# Great products for poling skiffs/ kayaks



## Demeter (Apr 13, 2006)

I found a couple cool additions for my skiff and my kayak that I plan to order. I wanted to create a online post to organize all the different websites.The first one is called the tackle web. In my 16 foot skiff, I often am forced to downsize what I bring along due to lack of storage. The tackle web is a hanging storage system.
The link will be posted below. 



If you know of any other great products for a boat or kayak, please add them to this post.


----------



## Demeter (Apr 13, 2006)

*1) tackle web*

http://www.tacklewebs.com/


----------



## Demeter (Apr 13, 2006)

The double rod rack for a yeti cooler.

http://www.coolerworks.com/


----------



## southpaw (Feb 25, 2009)

http://www.amazon.com/Marine-Beverage-Clamp-Cudas-Customs/dp/B007Z8A0QO

You can never have too many cup holders


----------



## salty_waders (Feb 13, 2006)

I have a product that I developed specifically for skiffs and kayaks. Its foam and holds flies & lures. Great for consoles, windshields, kayaks, etc etc.
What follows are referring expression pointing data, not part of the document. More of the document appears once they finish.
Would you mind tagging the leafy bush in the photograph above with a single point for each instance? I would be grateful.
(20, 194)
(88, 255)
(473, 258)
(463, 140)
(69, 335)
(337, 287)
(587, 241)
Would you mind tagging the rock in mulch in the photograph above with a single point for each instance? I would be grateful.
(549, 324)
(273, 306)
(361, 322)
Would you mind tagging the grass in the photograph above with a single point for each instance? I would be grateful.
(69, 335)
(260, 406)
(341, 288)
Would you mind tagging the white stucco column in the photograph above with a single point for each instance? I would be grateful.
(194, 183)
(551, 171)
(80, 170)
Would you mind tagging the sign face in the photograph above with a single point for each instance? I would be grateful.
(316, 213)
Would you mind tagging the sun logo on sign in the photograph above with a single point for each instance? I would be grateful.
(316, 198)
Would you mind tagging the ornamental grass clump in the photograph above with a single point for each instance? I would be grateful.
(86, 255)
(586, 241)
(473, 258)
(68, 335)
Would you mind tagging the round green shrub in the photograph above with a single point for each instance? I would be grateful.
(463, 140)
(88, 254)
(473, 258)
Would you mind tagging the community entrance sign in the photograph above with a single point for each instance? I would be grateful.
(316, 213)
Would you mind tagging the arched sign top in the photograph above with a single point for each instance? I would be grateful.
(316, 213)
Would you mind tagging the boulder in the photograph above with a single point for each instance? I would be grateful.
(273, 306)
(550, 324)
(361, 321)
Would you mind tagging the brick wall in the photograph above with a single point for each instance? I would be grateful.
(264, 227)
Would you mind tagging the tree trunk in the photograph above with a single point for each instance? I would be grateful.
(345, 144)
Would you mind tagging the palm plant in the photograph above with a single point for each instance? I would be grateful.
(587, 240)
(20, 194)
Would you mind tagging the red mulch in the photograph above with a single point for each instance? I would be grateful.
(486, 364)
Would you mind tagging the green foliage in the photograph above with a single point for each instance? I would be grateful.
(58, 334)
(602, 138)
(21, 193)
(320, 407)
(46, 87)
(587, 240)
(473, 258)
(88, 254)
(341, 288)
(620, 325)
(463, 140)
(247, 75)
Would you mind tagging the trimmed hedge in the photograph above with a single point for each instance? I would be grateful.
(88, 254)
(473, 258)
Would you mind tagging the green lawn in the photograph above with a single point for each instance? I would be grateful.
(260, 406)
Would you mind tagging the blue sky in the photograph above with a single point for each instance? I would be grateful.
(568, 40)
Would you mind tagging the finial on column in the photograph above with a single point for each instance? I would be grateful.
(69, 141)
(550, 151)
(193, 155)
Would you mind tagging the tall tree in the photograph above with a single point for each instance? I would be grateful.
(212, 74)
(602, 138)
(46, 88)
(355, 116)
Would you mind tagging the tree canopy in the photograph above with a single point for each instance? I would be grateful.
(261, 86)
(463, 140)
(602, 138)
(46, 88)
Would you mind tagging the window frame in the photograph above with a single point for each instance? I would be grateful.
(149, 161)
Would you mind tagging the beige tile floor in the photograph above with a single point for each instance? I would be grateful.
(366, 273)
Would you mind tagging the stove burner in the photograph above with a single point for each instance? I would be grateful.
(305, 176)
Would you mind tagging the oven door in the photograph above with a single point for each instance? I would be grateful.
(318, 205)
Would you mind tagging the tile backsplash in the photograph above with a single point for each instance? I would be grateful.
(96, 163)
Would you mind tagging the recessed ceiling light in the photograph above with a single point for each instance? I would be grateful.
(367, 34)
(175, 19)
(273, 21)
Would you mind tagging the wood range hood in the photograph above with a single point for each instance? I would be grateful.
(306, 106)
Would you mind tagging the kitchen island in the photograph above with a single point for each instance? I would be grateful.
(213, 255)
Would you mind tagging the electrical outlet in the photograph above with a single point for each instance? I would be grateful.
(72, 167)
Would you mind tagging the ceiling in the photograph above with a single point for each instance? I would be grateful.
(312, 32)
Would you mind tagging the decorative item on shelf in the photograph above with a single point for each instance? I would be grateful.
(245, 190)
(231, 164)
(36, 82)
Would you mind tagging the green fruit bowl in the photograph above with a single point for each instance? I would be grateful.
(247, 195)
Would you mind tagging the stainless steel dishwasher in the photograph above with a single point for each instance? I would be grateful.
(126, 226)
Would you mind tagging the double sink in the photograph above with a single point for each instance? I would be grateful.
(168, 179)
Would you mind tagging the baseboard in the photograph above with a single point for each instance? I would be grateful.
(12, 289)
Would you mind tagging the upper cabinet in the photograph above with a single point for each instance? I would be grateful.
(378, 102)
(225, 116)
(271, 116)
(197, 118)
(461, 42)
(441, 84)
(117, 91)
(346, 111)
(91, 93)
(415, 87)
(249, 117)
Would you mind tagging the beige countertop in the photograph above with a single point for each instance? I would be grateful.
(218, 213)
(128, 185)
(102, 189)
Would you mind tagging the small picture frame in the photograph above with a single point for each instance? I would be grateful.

I dont think Im allowed to advertise it here but feel free to PM or email and I'll send you my website. Regards, Jeff


----------



## Fish Eye (Aug 19, 2013)

Where can you buy the collapsible striping baskets that you can use on your deck then fold up to store in a hatch?


----------



## Backcast (Jul 22, 2005)

*see if this will work*

https://www.google.com/search?q=col...http%3A%2F%2Fwww.flyfishbasket.com%2F;300;159


----------



## southpaw (Feb 25, 2009)

You can also use a collapsible laundry basket or trash can. Cost about $10. I use some dive weights I had laying around to keep it from blowing away


----------